At its core, “Lesbian Love Story” is a plea to its readers to fight for fairness in every sphere of our society, where queer love represents freedom for all. Possanza provides unforgettable examples of the harms caused by discriminatory practices, as well as the bright hope built on times when people chose true kindness and love.
She asks her readers to consider, “Isn’t taking care of our friends the most radical thing we can do?” Part of that is hearing from Amy Hoffman, a woman who describes the grief and rage of caring for her friend during the AIDS crisis. It’s refreshing to read Possanza’s honesty about not being able to imagine the depth of Amy’s loss nor the height of her strength.
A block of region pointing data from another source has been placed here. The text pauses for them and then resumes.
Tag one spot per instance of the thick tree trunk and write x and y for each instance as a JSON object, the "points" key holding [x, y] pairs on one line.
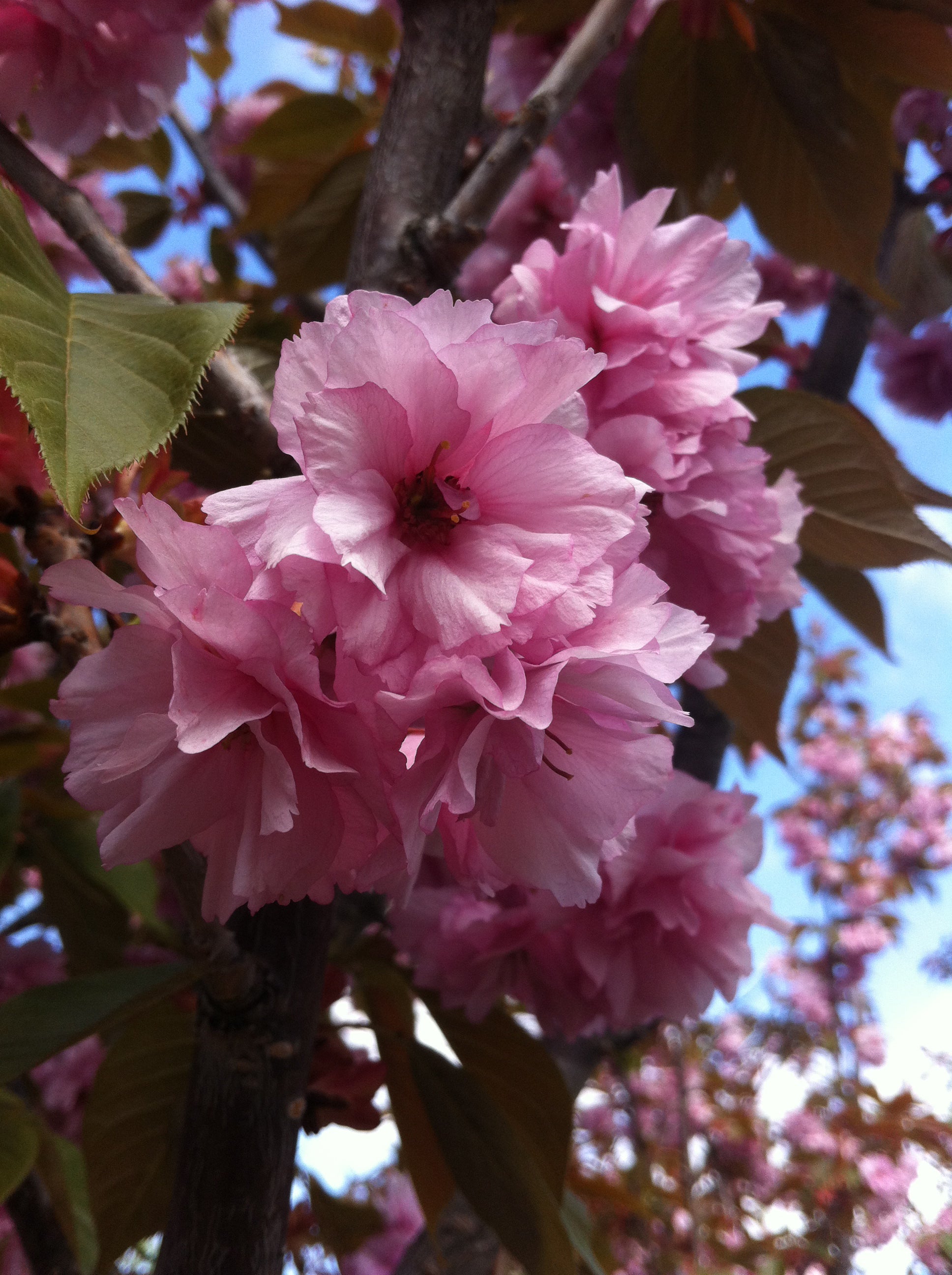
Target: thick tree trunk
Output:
{"points": [[246, 1098]]}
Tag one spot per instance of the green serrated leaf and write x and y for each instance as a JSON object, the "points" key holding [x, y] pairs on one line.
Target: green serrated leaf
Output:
{"points": [[104, 379], [20, 1143], [490, 1164], [132, 1126], [40, 1023]]}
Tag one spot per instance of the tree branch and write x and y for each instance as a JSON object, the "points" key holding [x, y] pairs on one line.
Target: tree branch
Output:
{"points": [[470, 212], [699, 749], [39, 1229], [246, 1097], [431, 114], [232, 395]]}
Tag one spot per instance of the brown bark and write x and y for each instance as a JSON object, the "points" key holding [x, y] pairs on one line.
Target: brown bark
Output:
{"points": [[431, 114], [246, 1097]]}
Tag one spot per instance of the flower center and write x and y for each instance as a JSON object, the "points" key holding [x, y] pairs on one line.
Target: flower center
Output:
{"points": [[429, 507]]}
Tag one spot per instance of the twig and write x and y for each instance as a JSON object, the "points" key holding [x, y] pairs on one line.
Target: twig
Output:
{"points": [[432, 111], [482, 193], [216, 180], [230, 386], [223, 193], [39, 1229]]}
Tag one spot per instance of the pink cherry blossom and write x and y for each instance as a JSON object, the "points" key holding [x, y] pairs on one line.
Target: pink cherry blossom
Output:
{"points": [[447, 504], [82, 68], [869, 1043], [535, 208], [917, 370], [886, 1179], [216, 693], [922, 113], [807, 1131], [403, 1220], [863, 938], [669, 306], [231, 128], [798, 287], [65, 258], [668, 929]]}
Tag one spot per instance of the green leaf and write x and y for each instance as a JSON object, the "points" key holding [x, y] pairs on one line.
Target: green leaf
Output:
{"points": [[850, 593], [20, 1143], [9, 821], [332, 26], [40, 1023], [389, 1004], [343, 1224], [490, 1164], [311, 248], [147, 217], [863, 516], [61, 1168], [86, 1240], [132, 1126], [123, 154], [578, 1223], [104, 379], [759, 675], [307, 126], [520, 1078]]}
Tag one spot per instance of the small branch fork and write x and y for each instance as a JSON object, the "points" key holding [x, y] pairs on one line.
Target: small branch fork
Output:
{"points": [[231, 389], [459, 227]]}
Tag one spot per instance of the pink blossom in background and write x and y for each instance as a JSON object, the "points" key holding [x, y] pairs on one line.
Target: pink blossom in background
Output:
{"points": [[668, 930], [186, 279], [922, 113], [669, 306], [79, 69], [231, 128], [869, 1043], [535, 208], [917, 370], [65, 258], [886, 1179], [808, 1132], [403, 1220], [798, 287], [217, 692], [21, 463]]}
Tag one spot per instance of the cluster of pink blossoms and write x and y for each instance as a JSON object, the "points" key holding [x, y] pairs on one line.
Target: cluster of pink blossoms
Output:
{"points": [[78, 69], [669, 305], [669, 927], [444, 642]]}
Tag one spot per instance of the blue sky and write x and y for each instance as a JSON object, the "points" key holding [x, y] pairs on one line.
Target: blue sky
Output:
{"points": [[918, 602]]}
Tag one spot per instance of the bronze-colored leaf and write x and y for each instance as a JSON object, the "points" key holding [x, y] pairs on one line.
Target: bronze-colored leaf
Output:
{"points": [[520, 1078], [491, 1166], [333, 26], [759, 675], [863, 514], [849, 593]]}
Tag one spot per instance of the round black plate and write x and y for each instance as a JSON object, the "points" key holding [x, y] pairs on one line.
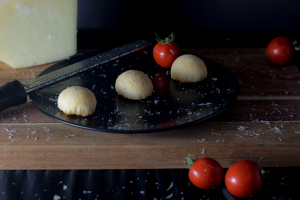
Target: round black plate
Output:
{"points": [[172, 104]]}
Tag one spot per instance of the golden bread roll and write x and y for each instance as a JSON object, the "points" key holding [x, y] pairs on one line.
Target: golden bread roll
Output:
{"points": [[188, 69], [77, 100], [134, 84]]}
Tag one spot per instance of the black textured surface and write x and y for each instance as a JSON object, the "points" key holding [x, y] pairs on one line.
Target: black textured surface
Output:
{"points": [[160, 184], [171, 105]]}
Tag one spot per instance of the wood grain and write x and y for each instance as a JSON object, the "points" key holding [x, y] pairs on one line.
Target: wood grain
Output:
{"points": [[264, 121], [64, 147]]}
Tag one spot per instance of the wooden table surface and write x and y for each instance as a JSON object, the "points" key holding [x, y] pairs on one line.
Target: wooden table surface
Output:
{"points": [[264, 121]]}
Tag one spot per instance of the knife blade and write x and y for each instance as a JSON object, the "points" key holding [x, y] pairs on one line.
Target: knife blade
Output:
{"points": [[14, 93]]}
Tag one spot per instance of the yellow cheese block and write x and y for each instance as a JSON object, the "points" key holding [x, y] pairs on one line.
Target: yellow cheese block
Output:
{"points": [[35, 32]]}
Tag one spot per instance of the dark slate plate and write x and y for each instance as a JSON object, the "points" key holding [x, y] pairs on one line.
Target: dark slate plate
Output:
{"points": [[172, 104]]}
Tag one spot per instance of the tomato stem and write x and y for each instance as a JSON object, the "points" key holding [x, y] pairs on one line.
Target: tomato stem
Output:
{"points": [[190, 161], [167, 40]]}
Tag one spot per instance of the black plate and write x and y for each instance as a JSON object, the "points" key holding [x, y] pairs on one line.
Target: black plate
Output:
{"points": [[172, 104]]}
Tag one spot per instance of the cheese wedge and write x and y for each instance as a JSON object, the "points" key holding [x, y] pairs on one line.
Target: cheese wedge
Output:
{"points": [[35, 32]]}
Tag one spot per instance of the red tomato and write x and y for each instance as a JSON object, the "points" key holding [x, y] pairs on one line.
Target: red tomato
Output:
{"points": [[280, 50], [166, 51], [206, 173], [243, 179]]}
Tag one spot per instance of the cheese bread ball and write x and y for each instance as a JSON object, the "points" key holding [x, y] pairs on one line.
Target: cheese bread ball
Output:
{"points": [[188, 69], [134, 84], [77, 100]]}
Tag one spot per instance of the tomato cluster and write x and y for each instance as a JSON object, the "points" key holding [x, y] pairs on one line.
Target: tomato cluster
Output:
{"points": [[243, 179]]}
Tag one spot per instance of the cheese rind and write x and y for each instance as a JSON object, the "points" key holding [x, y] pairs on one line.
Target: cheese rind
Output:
{"points": [[35, 32]]}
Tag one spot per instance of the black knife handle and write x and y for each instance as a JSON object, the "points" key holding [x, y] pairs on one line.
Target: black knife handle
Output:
{"points": [[12, 94]]}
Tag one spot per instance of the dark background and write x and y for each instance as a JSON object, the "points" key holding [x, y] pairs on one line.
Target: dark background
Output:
{"points": [[199, 23]]}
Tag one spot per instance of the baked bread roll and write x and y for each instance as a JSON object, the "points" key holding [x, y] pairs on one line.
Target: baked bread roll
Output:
{"points": [[188, 69], [134, 84], [77, 100]]}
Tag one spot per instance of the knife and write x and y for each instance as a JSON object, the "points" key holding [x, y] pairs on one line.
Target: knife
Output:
{"points": [[14, 93]]}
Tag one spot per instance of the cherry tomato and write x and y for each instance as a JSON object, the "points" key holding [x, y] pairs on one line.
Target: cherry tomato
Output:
{"points": [[206, 173], [280, 51], [166, 51], [243, 179]]}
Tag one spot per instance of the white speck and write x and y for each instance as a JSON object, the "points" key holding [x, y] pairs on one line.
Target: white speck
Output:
{"points": [[56, 197], [169, 196], [10, 142]]}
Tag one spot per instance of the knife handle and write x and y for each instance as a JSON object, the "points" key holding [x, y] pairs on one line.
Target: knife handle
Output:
{"points": [[12, 94]]}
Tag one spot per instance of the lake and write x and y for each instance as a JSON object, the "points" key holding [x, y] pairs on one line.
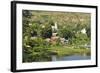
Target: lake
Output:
{"points": [[69, 58]]}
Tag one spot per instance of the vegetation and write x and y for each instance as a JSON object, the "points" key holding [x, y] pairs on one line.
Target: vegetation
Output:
{"points": [[37, 29]]}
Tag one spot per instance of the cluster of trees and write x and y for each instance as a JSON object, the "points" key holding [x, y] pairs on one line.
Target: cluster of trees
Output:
{"points": [[37, 27]]}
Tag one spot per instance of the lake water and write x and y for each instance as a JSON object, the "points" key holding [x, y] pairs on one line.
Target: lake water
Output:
{"points": [[67, 58]]}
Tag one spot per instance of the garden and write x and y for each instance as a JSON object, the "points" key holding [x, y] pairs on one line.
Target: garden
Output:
{"points": [[48, 33]]}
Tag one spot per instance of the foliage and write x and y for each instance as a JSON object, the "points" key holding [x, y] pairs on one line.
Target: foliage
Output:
{"points": [[37, 28]]}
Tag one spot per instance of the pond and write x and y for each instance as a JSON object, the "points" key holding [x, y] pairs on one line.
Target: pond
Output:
{"points": [[69, 58]]}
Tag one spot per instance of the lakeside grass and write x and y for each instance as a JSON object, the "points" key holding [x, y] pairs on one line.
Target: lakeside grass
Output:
{"points": [[69, 50]]}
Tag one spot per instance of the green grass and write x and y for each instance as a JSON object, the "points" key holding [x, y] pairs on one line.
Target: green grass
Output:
{"points": [[69, 50]]}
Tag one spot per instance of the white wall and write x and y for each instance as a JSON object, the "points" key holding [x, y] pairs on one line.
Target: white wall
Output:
{"points": [[5, 37]]}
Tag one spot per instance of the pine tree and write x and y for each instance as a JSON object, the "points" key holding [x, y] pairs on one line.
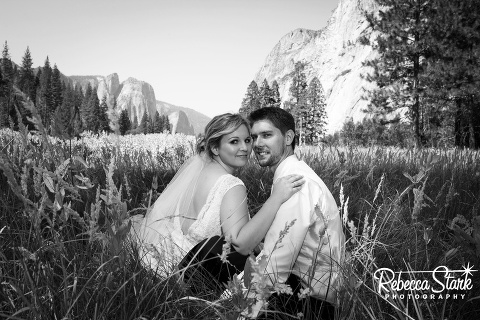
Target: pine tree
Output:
{"points": [[56, 85], [399, 69], [453, 72], [166, 124], [297, 103], [251, 102], [62, 124], [85, 112], [276, 100], [265, 95], [3, 102], [103, 120], [315, 120], [145, 123], [124, 122], [76, 113], [157, 123], [94, 112], [134, 122], [6, 88], [44, 100], [26, 80]]}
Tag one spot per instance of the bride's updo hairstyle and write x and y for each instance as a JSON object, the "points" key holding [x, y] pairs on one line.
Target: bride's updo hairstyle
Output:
{"points": [[218, 127]]}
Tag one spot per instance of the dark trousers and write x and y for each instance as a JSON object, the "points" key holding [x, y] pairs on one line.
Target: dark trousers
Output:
{"points": [[204, 270], [280, 306]]}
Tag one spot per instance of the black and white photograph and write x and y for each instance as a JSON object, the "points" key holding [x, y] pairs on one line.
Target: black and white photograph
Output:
{"points": [[234, 160]]}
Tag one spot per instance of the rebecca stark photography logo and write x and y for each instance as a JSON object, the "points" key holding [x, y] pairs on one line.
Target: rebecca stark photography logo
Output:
{"points": [[436, 284]]}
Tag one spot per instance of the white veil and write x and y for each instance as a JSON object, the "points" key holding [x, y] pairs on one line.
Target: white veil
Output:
{"points": [[161, 226]]}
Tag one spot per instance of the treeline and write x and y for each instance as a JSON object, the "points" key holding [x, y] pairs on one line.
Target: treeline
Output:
{"points": [[159, 124], [428, 69], [66, 109], [306, 103]]}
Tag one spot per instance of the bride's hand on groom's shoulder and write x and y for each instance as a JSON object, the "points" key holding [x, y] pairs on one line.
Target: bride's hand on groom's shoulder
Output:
{"points": [[287, 186]]}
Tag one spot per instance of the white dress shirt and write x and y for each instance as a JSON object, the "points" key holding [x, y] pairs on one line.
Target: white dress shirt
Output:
{"points": [[313, 247]]}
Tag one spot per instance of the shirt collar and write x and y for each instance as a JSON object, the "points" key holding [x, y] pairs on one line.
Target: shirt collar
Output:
{"points": [[284, 164]]}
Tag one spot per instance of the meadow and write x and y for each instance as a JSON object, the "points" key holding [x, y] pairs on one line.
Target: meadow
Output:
{"points": [[65, 251]]}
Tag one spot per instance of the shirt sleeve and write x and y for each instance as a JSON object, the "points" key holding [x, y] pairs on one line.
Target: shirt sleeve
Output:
{"points": [[286, 235]]}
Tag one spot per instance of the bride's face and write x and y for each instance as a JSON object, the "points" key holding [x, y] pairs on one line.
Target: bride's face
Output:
{"points": [[235, 148]]}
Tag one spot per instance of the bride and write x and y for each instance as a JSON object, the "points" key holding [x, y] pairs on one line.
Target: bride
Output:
{"points": [[205, 201]]}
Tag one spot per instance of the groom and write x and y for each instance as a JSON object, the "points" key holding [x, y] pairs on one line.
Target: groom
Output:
{"points": [[308, 257]]}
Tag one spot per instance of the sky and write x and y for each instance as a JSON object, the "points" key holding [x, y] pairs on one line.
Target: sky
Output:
{"points": [[199, 54]]}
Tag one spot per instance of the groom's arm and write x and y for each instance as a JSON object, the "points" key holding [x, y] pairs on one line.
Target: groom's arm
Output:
{"points": [[285, 237]]}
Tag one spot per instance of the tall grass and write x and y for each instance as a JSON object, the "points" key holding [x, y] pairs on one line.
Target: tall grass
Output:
{"points": [[65, 254]]}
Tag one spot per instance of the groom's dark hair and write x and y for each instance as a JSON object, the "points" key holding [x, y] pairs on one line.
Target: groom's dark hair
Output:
{"points": [[280, 118]]}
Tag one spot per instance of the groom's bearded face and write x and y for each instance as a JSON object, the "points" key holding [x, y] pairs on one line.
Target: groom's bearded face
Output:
{"points": [[268, 143]]}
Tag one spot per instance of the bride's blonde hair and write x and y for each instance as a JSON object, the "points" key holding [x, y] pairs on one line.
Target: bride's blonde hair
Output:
{"points": [[218, 127]]}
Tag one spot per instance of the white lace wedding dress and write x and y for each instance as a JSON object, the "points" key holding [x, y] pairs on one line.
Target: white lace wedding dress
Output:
{"points": [[169, 244]]}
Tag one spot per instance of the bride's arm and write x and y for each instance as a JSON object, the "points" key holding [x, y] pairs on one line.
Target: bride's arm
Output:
{"points": [[245, 234]]}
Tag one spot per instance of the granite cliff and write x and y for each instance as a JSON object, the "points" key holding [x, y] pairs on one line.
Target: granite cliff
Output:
{"points": [[138, 97], [334, 55]]}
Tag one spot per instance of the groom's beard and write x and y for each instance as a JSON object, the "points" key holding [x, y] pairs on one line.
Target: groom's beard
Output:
{"points": [[265, 158]]}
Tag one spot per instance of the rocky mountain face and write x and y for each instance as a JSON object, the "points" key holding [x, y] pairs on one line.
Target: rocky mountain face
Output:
{"points": [[138, 97], [197, 120], [334, 55]]}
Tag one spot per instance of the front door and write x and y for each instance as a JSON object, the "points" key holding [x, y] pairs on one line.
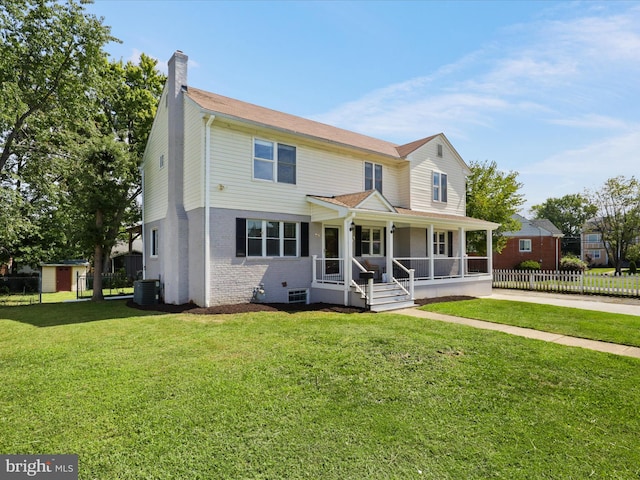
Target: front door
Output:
{"points": [[331, 250], [63, 279]]}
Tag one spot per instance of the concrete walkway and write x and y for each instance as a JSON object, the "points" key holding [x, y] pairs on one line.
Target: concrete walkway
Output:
{"points": [[630, 307]]}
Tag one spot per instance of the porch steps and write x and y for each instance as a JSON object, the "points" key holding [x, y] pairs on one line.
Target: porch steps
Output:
{"points": [[389, 296]]}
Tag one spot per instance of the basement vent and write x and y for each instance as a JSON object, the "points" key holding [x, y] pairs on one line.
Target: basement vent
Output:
{"points": [[299, 296]]}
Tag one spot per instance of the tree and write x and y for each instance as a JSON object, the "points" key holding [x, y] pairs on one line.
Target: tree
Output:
{"points": [[492, 195], [102, 187], [569, 214], [618, 216], [50, 58]]}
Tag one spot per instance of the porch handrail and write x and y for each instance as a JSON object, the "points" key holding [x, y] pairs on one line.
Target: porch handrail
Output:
{"points": [[411, 272], [359, 265]]}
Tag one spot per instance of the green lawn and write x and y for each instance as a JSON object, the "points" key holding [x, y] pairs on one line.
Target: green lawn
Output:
{"points": [[607, 327], [308, 395]]}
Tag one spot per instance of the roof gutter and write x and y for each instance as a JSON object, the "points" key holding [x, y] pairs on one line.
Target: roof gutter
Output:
{"points": [[299, 134]]}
She interrogates how society has honored those lesbians and how it has treated queer women since, providing staggering statistics about the drastically unequal gendered access to PrEP, despite the fact that a fifth of new HIV patients in the U.S. are women.
“There’s a rumor,” she writes, “that the L comes first in LGBT as a tribute to the lesbians who cared for people living with and dying of AIDS, but is it wrong to want more?”
Amidst her storytelling, Possanza supplies readers with an extensive list of films, historians, artists and newspaper articles to investigate the topics further. She gains her readers’ trust by informing us of her various privileges and admitting that she’s “a rotten historian, consumed to [her] core by selfish motives” as she finds herself falling in love with these women (and making us feel the same way!). The author becomes a trusted friend and a compatriot in queer life. She escorts readers through a past most of us can only imagine, and brings forward a future that welcomes everyone.
“It is important to fight, to demand a safety net for those who have been left in the dust by the engines of capitalism,” she writes, “but while we wait for change, what could be more radical, more threatening, than people giving their caretaking not because it is paid for or legally assigned or out of blood fidelity but freely, out of genuine love, a love flecked with annoyance and bitterness feebly expressed in words, out of a sense of community woven across the fractures?”
“Lesbian Love Story: A Memoir in Archives” shows that this kind of care is both romance and resistance.
Andrea Marks-Joseph is a South African freelance writer of color.